AI for Teaching and Learning |
AI Overview and Definitions
What is generative AI?
Artificial intelligence (AI), in its simplest definition, refers to any technology or machine that can perform complex tasks typically associated with human intelligence. These tasks can include problem-solving, planning, reasoning, and decision-making. As the field of AI continues to expand, the terminology and definitions used to describe it also continue to evolve. The three main categories of AI presented in this overview are artificial narrow intelligence, artificial general intelligence, and generative artificial intelligence.

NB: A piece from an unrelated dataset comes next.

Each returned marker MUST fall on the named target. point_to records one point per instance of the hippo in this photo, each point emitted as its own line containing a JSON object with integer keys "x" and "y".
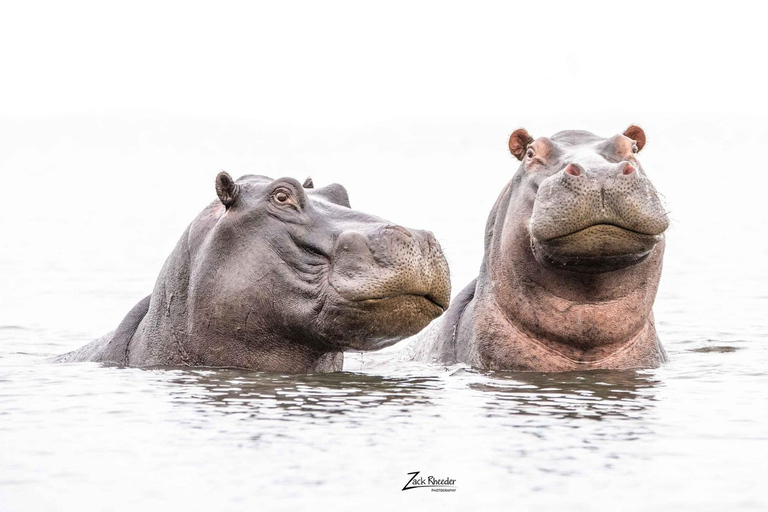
{"x": 573, "y": 255}
{"x": 278, "y": 276}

- Artificial Narrow Intelligence (ANI), also called weak AI or narrow AI, refers to systems that are designed to perform specific, often complex, tasks such as analyzing large data sets, making predictions, identifying patterns, or generating text and images. All existing AI systems in use today, including generative AI models, fall under this category. These systems operate within defined limits and do not possess human-like understanding, reasoning, or adaptability across multiple domains.
- Artificial General Intelligence (AGI) refers to the hypothetical ability of a machine to demonstrate broad, human-level intelligence. This includes the capacity to learn new tasks independently, apply knowledge across a range of areas, and adapt to unfamiliar situations. AGI does not currently exist and remains a goal of ongoing research.
- Generative Artificial Intelligence (GenAI) refers to a subset of artificial narrow intelligence that uses algorithms to create or generate new, realistic content such as text, images, audio, and video based on patterns found in training data. Examples of GenAI systems include ChatGPT, Claude, Gemini, and Midjourney. Although these tools can produce original-seeming results, they operate within the boundaries of their training and do not possess general understanding or self-awareness.
GenAI systems have become a topic of significant discussion because they are challenging long-standing practices in education, especially in the assessment of learning and knowledge creation. The rapid growth of these tools has also raised questions about how they may transform professional roles, such as those in journalism, computer programming, and creative industries.
What can and can’t generative AI do?
GenAI systems typically use deep learning techniques and massively large data sets to understand, summarize, generate, and predict new content. Such a system synthesizes seemingly new and realistic outputs based on the data it has been trained on.
GenAI systems cannot think, do, or learn as humans do, even though they may seem that way. Additionally, these systems cannot evaluate the accuracy or quality of the data they have learned from or the output they provide. They may not provide accurate references or understand what they are explaining or the process by which they arrived at the output. They are not content experts, and cannot be relied on as such.
What is a “prompt?”
Generative AI platforms generate in response to user input, or prompts. Prompts can include words, phrases, questions, or keywords that users enter to signal the AI to generate a response based on those factors—the better the prompt, the better the results.
A good prompt has four key elements: Persona, Task, Requirements, and Instructions.
- Persona: Prompts starting with “act as ... ” or “pretend to be ... ” will provide responses similar to that of the role which you provide. Setting a specific role for a given prompt increases the likelihood of more accurate information, when done appropriately.
- Task: Be clear about what you want an answer to, what you want the AI generator to do, find, analyze, etc.
- Requirements: Provide as much information as possible to reduce assumptions the generator may make.
- Instructions: Inform the AI generator how to complete the task.
Example Prompt: You are an expert computer scientist who has been asked to explain the relationship between sorting and searching techniques. Provide a paragraph comparing and contrasting these two techniques. Be concise and use an academic tone.
You can use this as a starting point and utilize follow up directions to refine the result.